Tanto aquilo que me escreves como o que oiço dizer de ti fazem-me ter boas esperanças a teu respeito: não viajas continuamente nem te deixas agitar por constantes deslocações. Um semelhante deambular é indício duma alma doente: eu, de fato, entendo que o primeiro sinal de um espírito bem formado consiste em ser capaz de parar e de coabitar consigo mesmo.
Toma, porém, atenção, não vá essa tua leitura de inúmeros autores e de volumes de toda a espécie arrastar algo de indecisão e de instabilidade. Importa que te fixes em determinados pensadores,que te nutras das suas idéias, se na verdade queres que algo permaneça definitivamente no teu espírito.
Estar em todo o lado é o mesmo que não estar em parte alguma! Ora a quem passa a vida em viagens acontece ter muitos conhecimentos fortuitos, mas nenhum amigo verdadeiro; o mesmo sucede logicamente àqueles que não se aplicam intimamente ao estudo de um pensador, mas sim percorrem todos de passagem a correr.

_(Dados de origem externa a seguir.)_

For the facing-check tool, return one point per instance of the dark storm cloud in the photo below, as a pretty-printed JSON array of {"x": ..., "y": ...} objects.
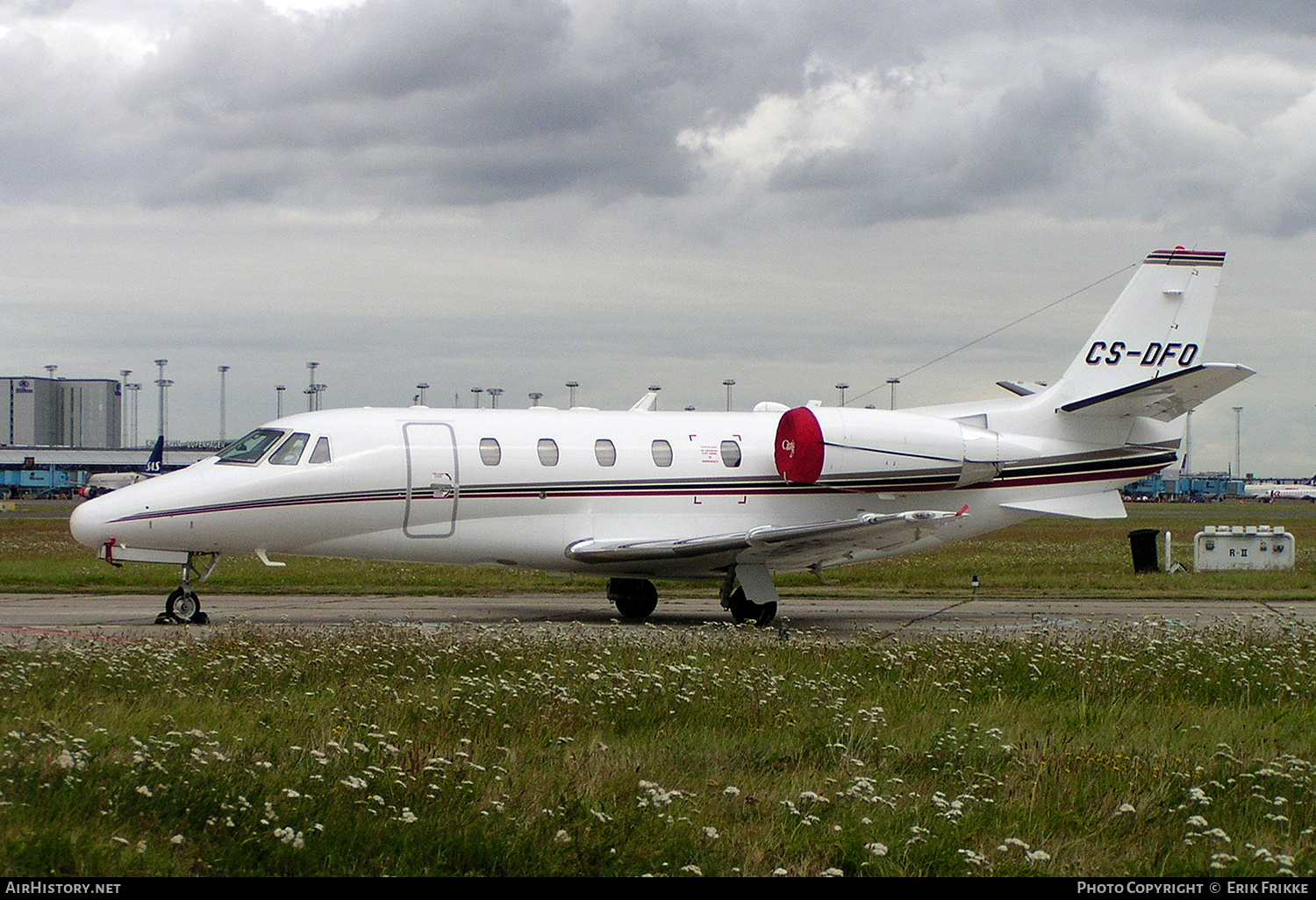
[{"x": 862, "y": 112}]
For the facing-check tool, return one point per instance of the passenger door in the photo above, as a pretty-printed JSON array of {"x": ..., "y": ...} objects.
[{"x": 432, "y": 481}]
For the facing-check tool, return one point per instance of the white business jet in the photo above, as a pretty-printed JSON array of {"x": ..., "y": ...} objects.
[{"x": 728, "y": 496}]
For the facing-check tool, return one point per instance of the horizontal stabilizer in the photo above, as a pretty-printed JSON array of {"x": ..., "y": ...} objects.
[
  {"x": 1163, "y": 399},
  {"x": 1107, "y": 504},
  {"x": 771, "y": 539}
]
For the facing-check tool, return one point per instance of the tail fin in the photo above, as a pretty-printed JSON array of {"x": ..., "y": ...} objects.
[
  {"x": 157, "y": 458},
  {"x": 1155, "y": 331}
]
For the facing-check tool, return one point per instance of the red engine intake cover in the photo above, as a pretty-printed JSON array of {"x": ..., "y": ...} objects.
[{"x": 799, "y": 446}]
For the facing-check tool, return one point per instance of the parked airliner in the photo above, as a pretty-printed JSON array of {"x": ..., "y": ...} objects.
[
  {"x": 726, "y": 496},
  {"x": 105, "y": 482}
]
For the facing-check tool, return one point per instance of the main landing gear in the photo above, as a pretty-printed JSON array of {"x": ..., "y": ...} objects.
[
  {"x": 755, "y": 597},
  {"x": 183, "y": 605},
  {"x": 753, "y": 600},
  {"x": 634, "y": 597}
]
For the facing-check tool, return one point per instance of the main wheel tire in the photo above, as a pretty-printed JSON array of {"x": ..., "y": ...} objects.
[
  {"x": 634, "y": 597},
  {"x": 744, "y": 610},
  {"x": 183, "y": 604}
]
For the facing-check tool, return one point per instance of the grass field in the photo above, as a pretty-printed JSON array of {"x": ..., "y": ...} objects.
[
  {"x": 1042, "y": 557},
  {"x": 718, "y": 752}
]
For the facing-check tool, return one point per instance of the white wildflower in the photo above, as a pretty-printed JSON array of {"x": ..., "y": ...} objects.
[{"x": 290, "y": 837}]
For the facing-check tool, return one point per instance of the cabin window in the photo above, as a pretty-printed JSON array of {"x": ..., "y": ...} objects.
[
  {"x": 290, "y": 452},
  {"x": 250, "y": 447},
  {"x": 662, "y": 454},
  {"x": 731, "y": 454},
  {"x": 321, "y": 453},
  {"x": 547, "y": 452}
]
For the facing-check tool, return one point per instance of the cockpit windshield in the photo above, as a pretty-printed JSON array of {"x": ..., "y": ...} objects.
[{"x": 253, "y": 446}]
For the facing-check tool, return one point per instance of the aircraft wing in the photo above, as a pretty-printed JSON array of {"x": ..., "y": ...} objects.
[
  {"x": 1163, "y": 399},
  {"x": 776, "y": 545}
]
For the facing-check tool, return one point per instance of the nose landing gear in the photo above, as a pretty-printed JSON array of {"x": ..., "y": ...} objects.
[{"x": 183, "y": 605}]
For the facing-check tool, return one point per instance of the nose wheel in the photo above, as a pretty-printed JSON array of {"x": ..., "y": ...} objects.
[{"x": 183, "y": 605}]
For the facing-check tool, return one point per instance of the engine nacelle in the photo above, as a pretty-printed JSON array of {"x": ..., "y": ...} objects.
[{"x": 831, "y": 444}]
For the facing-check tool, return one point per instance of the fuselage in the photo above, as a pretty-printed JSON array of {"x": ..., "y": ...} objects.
[{"x": 519, "y": 487}]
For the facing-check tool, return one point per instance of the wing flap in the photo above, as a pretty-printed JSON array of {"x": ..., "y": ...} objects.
[
  {"x": 1163, "y": 399},
  {"x": 1107, "y": 504},
  {"x": 768, "y": 539}
]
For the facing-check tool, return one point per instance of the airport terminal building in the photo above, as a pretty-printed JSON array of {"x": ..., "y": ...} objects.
[
  {"x": 57, "y": 432},
  {"x": 61, "y": 412}
]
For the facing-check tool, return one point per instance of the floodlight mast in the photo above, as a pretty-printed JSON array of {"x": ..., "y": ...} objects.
[
  {"x": 224, "y": 371},
  {"x": 160, "y": 383},
  {"x": 123, "y": 429}
]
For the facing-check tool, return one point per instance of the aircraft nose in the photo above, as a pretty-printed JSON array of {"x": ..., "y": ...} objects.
[{"x": 89, "y": 524}]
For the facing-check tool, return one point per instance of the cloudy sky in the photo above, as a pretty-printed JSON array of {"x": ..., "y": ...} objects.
[{"x": 518, "y": 194}]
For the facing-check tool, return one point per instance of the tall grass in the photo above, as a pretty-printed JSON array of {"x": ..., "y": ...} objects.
[{"x": 507, "y": 750}]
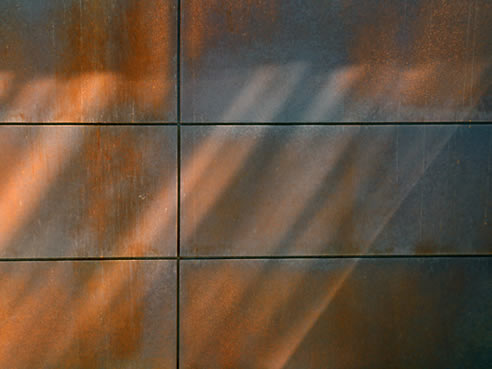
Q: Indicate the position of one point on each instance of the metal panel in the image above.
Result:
(347, 60)
(87, 191)
(88, 315)
(86, 61)
(309, 190)
(369, 313)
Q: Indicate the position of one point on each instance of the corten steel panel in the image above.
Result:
(309, 190)
(84, 315)
(386, 313)
(87, 191)
(348, 60)
(86, 61)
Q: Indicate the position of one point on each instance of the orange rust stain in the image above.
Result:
(443, 63)
(110, 61)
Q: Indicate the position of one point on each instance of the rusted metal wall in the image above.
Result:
(150, 219)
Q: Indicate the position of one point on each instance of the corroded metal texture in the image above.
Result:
(348, 60)
(91, 60)
(253, 190)
(88, 315)
(291, 314)
(87, 191)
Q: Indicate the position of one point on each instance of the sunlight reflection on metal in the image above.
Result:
(194, 174)
(301, 328)
(33, 176)
(261, 99)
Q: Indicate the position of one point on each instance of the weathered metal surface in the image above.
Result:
(85, 61)
(258, 190)
(87, 191)
(88, 315)
(369, 313)
(348, 60)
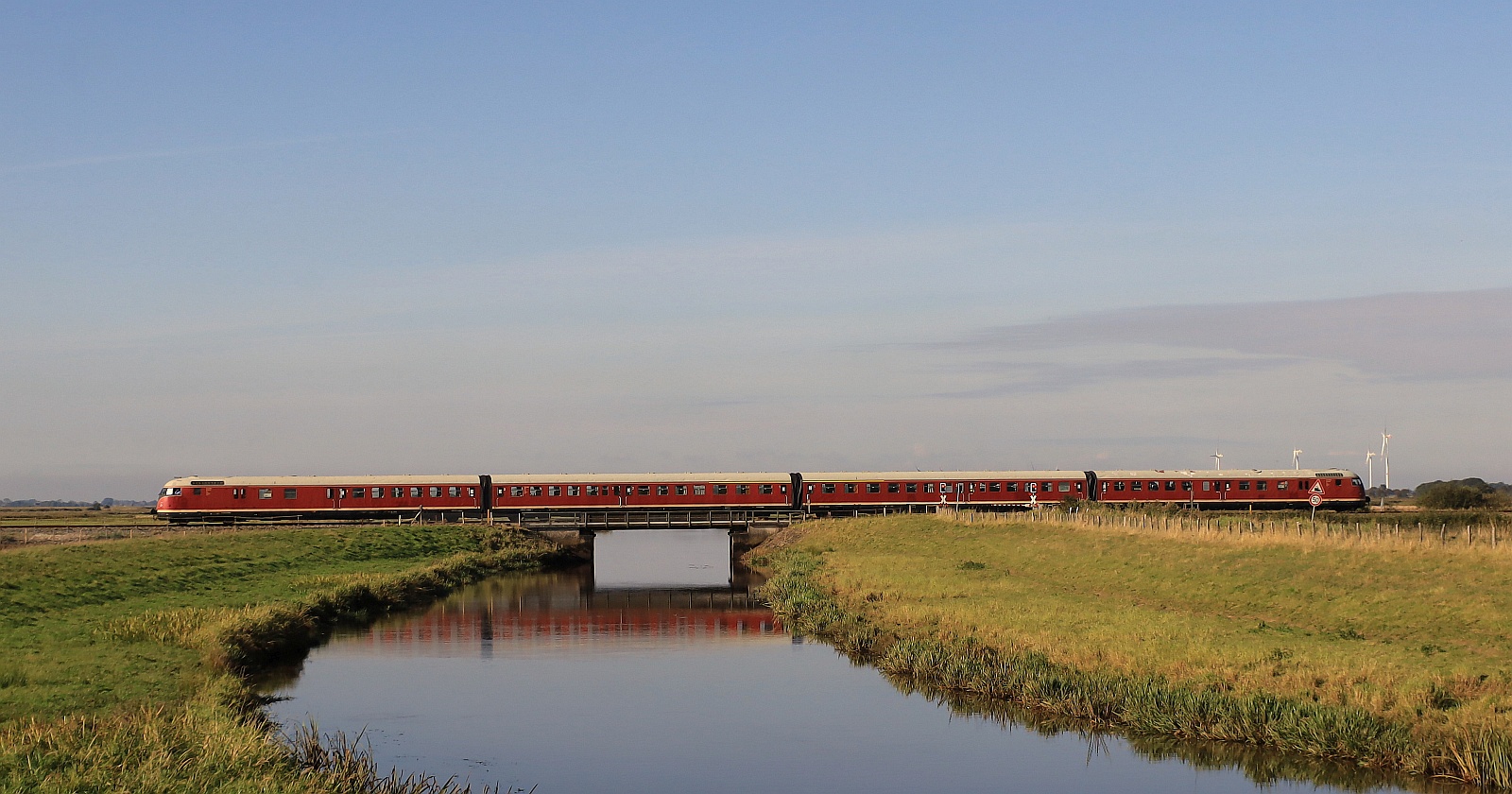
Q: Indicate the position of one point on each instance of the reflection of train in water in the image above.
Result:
(566, 609)
(516, 496)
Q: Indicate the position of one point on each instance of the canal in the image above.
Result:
(655, 670)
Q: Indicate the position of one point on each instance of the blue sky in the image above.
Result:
(567, 236)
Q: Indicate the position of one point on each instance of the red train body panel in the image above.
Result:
(314, 496)
(763, 491)
(1240, 489)
(820, 492)
(862, 491)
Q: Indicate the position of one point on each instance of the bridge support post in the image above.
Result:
(748, 537)
(576, 542)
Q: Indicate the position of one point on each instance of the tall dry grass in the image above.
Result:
(1381, 650)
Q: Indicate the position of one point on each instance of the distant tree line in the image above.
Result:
(1463, 493)
(65, 503)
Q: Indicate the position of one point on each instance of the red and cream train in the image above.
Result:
(511, 496)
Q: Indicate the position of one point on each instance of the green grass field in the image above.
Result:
(1365, 647)
(121, 662)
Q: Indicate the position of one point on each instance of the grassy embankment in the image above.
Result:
(1370, 649)
(123, 663)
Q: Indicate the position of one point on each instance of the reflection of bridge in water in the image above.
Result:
(557, 610)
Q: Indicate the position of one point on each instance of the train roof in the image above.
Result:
(299, 480)
(649, 476)
(1225, 474)
(859, 476)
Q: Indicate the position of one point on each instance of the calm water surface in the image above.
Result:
(652, 670)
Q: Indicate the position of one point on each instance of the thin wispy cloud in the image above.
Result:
(188, 151)
(1405, 337)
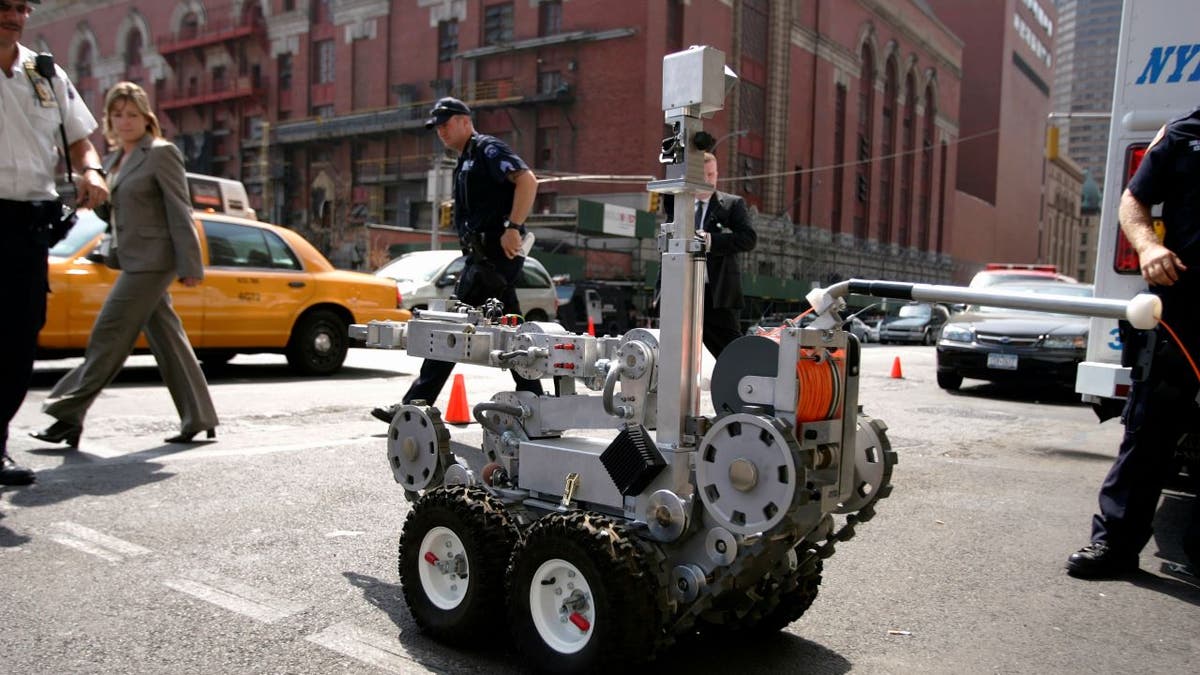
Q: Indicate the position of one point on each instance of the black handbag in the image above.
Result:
(479, 282)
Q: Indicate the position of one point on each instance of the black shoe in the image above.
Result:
(385, 413)
(187, 436)
(60, 432)
(1101, 561)
(12, 473)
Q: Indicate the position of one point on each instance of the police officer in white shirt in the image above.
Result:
(31, 109)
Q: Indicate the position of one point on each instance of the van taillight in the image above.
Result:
(1125, 257)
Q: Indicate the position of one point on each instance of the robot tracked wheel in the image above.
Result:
(874, 459)
(749, 472)
(418, 447)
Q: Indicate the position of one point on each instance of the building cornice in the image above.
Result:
(887, 11)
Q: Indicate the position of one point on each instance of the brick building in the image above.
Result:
(1008, 61)
(843, 132)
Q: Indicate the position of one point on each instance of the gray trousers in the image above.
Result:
(138, 302)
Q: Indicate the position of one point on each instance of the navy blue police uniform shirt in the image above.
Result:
(1169, 174)
(483, 191)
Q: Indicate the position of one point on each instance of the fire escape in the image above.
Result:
(217, 91)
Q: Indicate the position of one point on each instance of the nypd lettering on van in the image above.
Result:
(1173, 59)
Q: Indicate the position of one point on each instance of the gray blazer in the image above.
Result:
(151, 211)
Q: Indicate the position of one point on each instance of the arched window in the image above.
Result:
(133, 45)
(190, 27)
(83, 61)
(927, 169)
(888, 148)
(909, 137)
(863, 155)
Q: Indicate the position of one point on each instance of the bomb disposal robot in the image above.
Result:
(599, 550)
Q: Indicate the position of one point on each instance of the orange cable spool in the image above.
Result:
(820, 386)
(820, 374)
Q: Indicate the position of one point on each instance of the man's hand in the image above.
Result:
(91, 189)
(511, 243)
(1161, 266)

Um alimento que mal é ingerido imediatamente é “devolvido”, não aproveita nem dá força ao corpo; igualmente nada prejudica tanto a saúde como a freqüente mudança de medicamentos; uma ferida não cicatriza quando se lhe aplicam tentativamente diversos remédios; uma planta nunca se robustece se continuamente a mudamos de lugar; nada enfim, por muito útil, conserva a utilidade em contínua mudança. Demasiada abundância de livros é fonte de dispersão; assim, como não poderás ler tudo quanto possuis, contenta-te em possuir apenas o que possas ler.
Dirás tu:”Mas sinto vontade de folhear ora este livro, ora aquele.” Provar muita coisa é sintoma de estômago embotado; quando são muitos e variados os pratos, só fazem mal em vez de alimentar. Lê, portanto, constantemente autores de confiança e quando sentires vontade de passar a outros, regressa aos primeiros. Reflete todos os dias em qualquer texto que te auxilie a encarar a indigência, a morte, ou qualquer outra calamidade; quando tiveres percorrido diversos textos, escolhe um passo que alimente tua meditação durante o dia.
É isso que eu mesmo faço: de muita coisa que li retenho uma certa máxima. A minha máxima de hoje encontrei-a em Epicuro (é um hábito percorrer os acampamentos alheios, não como desertor, mas sim como batedor!) Diz ele: “É um bem desejável conservar a alegria em plena pobreza".
E com razão, pois se há alegria não pode haver pobreza: não é pobre quem tem pouco, mas sim quem deseja mais. Que importa o que temos no cofre, ou nos celeiros, quantas cabeças de gado ou quanto capital a juros, se fizermos as contas não ao que possuímos, mas ao que queremos possuir? Queres saber qual a justa medida das riquezas? Primeiro: aquilo que é necessário; Segundo: Aquilo que é suficiente!